Introduite à La Réunion en 2007 pour lutter contre la prolifération de la vigne marronne — ce qu’elle a très bien fait —, la mouche bleue porte désormais directement atteinte aux abeilles et à certains arbres fruitiers, le letchi notamment. La survie de ces filières étant menacée, le Conseil régional a décidé de réunir tous les acteurs concernés et de mener des investigations pour trouver des solutions et déterminer les responsabilités.

Il s’agira, indique le Conseil régional « d’étudier toutes les mesures permettant d’arrêter la prolifération de cette mouche ». La collectivité rappelle que l’introduction de l’insecte « s’est soldée par un désastre écologique : les essaims d’abeilles sont décimés, et les apiculteurs sont les premiers à en subir les conséquences ».

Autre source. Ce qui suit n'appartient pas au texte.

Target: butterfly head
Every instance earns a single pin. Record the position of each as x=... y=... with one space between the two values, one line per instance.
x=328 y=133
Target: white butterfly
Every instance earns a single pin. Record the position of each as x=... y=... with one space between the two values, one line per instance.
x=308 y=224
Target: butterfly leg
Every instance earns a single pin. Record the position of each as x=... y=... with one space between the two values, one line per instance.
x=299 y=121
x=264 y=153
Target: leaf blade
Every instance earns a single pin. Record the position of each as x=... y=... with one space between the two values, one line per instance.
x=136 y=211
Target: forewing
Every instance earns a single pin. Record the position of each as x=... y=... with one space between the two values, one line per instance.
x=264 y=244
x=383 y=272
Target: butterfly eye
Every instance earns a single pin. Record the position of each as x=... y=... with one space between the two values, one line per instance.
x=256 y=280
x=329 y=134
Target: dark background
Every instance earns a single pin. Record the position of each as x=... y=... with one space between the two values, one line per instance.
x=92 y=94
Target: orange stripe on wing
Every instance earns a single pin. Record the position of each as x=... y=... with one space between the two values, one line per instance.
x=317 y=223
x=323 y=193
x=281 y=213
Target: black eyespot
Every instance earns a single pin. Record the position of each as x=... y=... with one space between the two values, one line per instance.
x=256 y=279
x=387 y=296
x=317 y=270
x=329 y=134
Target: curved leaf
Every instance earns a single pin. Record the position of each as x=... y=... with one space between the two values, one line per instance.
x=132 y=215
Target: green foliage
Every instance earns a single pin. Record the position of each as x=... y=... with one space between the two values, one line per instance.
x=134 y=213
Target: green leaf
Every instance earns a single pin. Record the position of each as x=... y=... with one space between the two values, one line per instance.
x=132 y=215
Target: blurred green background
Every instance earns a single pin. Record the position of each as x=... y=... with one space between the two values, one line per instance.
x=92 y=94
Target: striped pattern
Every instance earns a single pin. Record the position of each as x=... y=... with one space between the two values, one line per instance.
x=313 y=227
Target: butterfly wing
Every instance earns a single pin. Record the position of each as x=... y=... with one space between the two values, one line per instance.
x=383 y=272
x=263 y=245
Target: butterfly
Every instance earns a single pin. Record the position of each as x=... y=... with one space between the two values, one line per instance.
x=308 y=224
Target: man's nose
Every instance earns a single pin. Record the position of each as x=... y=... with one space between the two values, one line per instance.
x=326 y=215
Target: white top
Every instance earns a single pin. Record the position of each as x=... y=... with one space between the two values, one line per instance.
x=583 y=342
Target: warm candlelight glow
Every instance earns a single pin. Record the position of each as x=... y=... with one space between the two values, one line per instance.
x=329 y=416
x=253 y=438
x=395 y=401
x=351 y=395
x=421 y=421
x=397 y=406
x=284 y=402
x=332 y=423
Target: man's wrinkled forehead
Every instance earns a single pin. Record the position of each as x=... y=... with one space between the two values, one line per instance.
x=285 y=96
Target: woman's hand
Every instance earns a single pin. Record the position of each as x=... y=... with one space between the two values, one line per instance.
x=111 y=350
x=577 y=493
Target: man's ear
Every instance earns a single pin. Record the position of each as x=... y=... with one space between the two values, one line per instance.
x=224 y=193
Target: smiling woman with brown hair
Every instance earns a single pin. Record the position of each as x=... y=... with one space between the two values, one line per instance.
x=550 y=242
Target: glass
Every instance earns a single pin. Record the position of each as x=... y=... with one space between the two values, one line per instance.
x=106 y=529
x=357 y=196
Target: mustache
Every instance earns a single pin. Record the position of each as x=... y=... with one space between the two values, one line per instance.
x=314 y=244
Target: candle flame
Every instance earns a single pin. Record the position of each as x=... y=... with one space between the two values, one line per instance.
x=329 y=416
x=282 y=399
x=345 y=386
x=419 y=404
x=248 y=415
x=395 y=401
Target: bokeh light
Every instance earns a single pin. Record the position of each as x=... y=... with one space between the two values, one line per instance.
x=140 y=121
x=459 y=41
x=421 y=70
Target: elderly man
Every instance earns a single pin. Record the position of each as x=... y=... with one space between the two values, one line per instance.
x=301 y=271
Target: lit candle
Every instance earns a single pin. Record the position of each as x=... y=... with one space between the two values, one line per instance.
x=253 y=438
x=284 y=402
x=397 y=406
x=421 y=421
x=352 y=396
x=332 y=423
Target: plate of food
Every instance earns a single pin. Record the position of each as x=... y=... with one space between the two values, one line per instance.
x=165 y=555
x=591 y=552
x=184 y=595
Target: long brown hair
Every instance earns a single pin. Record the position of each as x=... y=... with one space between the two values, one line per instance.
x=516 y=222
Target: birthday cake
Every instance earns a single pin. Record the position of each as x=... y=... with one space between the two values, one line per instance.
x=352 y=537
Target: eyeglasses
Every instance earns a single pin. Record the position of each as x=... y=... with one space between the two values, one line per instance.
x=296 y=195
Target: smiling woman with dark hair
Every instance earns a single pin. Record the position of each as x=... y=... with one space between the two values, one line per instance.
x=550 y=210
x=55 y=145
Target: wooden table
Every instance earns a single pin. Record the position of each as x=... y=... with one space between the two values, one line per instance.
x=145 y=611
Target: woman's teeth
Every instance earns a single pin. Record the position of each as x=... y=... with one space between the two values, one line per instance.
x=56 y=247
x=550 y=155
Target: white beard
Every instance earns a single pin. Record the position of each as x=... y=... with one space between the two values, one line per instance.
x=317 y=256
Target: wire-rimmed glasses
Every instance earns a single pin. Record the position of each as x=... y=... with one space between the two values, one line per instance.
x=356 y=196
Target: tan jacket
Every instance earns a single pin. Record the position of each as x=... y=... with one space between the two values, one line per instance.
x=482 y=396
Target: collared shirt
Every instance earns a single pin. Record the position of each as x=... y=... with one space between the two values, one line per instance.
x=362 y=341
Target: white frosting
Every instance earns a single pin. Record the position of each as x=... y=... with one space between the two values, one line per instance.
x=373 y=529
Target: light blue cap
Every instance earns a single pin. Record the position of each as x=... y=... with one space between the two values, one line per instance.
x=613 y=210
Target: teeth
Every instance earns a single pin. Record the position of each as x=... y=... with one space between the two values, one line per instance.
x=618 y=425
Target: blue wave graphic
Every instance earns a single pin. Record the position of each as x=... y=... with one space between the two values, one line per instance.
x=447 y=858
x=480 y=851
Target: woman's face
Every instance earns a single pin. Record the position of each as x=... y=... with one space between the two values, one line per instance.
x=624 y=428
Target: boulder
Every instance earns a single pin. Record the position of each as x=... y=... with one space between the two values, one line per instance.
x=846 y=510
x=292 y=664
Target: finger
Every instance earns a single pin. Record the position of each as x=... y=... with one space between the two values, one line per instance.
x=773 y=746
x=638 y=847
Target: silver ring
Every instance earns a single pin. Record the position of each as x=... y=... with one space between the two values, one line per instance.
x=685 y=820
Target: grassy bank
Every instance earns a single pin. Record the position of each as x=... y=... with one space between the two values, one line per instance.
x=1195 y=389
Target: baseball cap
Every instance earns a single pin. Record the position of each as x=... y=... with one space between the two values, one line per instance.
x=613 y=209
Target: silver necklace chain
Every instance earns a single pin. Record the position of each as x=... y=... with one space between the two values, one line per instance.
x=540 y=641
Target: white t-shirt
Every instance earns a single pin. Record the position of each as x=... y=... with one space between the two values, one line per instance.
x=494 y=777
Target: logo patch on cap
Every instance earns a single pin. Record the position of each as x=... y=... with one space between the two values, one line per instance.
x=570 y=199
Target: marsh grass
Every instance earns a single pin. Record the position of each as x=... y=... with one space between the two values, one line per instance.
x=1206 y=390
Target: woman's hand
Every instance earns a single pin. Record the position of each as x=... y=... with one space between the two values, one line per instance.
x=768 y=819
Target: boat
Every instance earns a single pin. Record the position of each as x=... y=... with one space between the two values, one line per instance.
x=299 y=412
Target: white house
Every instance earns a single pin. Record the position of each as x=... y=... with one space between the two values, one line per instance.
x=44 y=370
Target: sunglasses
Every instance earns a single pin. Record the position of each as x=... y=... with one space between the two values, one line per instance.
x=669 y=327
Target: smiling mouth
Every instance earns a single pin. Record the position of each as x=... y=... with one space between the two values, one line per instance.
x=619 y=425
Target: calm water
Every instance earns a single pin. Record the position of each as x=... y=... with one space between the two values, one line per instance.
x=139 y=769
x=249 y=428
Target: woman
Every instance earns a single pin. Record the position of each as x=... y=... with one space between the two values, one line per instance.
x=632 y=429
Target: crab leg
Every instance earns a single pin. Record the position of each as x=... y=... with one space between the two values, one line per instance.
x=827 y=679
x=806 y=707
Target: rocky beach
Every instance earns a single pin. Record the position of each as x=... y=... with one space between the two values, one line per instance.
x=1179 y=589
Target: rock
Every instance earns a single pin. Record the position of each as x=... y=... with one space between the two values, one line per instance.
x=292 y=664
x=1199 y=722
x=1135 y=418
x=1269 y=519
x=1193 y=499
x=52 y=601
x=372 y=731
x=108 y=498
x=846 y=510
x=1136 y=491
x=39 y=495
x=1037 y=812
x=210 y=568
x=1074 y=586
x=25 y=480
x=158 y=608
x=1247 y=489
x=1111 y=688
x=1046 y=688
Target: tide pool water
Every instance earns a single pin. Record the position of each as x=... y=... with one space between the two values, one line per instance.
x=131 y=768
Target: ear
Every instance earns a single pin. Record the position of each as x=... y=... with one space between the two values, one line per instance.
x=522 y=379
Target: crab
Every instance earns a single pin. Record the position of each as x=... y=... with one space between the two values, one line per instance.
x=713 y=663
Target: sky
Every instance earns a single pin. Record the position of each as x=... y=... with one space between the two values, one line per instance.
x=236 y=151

La Région estime qu’hormis « ces conséquences aujourd’hui visibles, on peut envisager des impacts tout aussi négatifs et identifiables sur le long terme ». La collectivité régionale va donc prendre l’initiative de réunir tous les acteurs concernés afin de trouver des solutions et des expertises « pour réparer rapidement les dégâts causés », ainsi que « pour établir un bilan de cette opération, sur les plans écologique, financier et des responsabilités ».

Le Conseil régional avait participé dès 1997 au financement de travaux de recherches sur la lutte biologique contre le raisin marron et le troène. En 2006, la collectivité régionale avait demandé à CABI Biosciences, organisme de recherches spécialisé et reconnu sur le plan mondial, de réaliser une expertise scientifique de ce programme de lutte biologique.

Cette expertise a conduit à la nécessité de poursuivre des études. 

Le 15 juin 2006, le Conseil scientifique régional du patrimoine naturel (CSRPN) émettait pour sa part un avis favorable à l’introduction de la mouche bleue dans l’île. Les recommandations de CABI Biosciences préconisant des tests complémentaires, avant ou parallèlement à l’introduction dans le milieu naturel, n’ont donc pas été appliquées.

Sur la base de l’avis favorable du CSRPN, la Préfecture a autorisé le CIRAD en décembre 2006 à procéder à l’introduction de la mouche. 

Deux lâchers en milieu naturel ont été effectués, l’un sur le site de la rivière de l’Est, l’autre sur le site de Bois-Blanc. L’insecte s’est bien adapté aux conditions naturelles et l’on a assisté à une régression de la croissance du raisin marron. Mais dans le même temps, les apiculteurs ont noté que les mouches bleues perturbaient l’activité des abeilles. Ces perturbations prenaient rapidement de l’ampleur. Cela au point de menacer gravement la survie même de cette filière et de celle de certains secteurs de la culture des arbres fruitiers.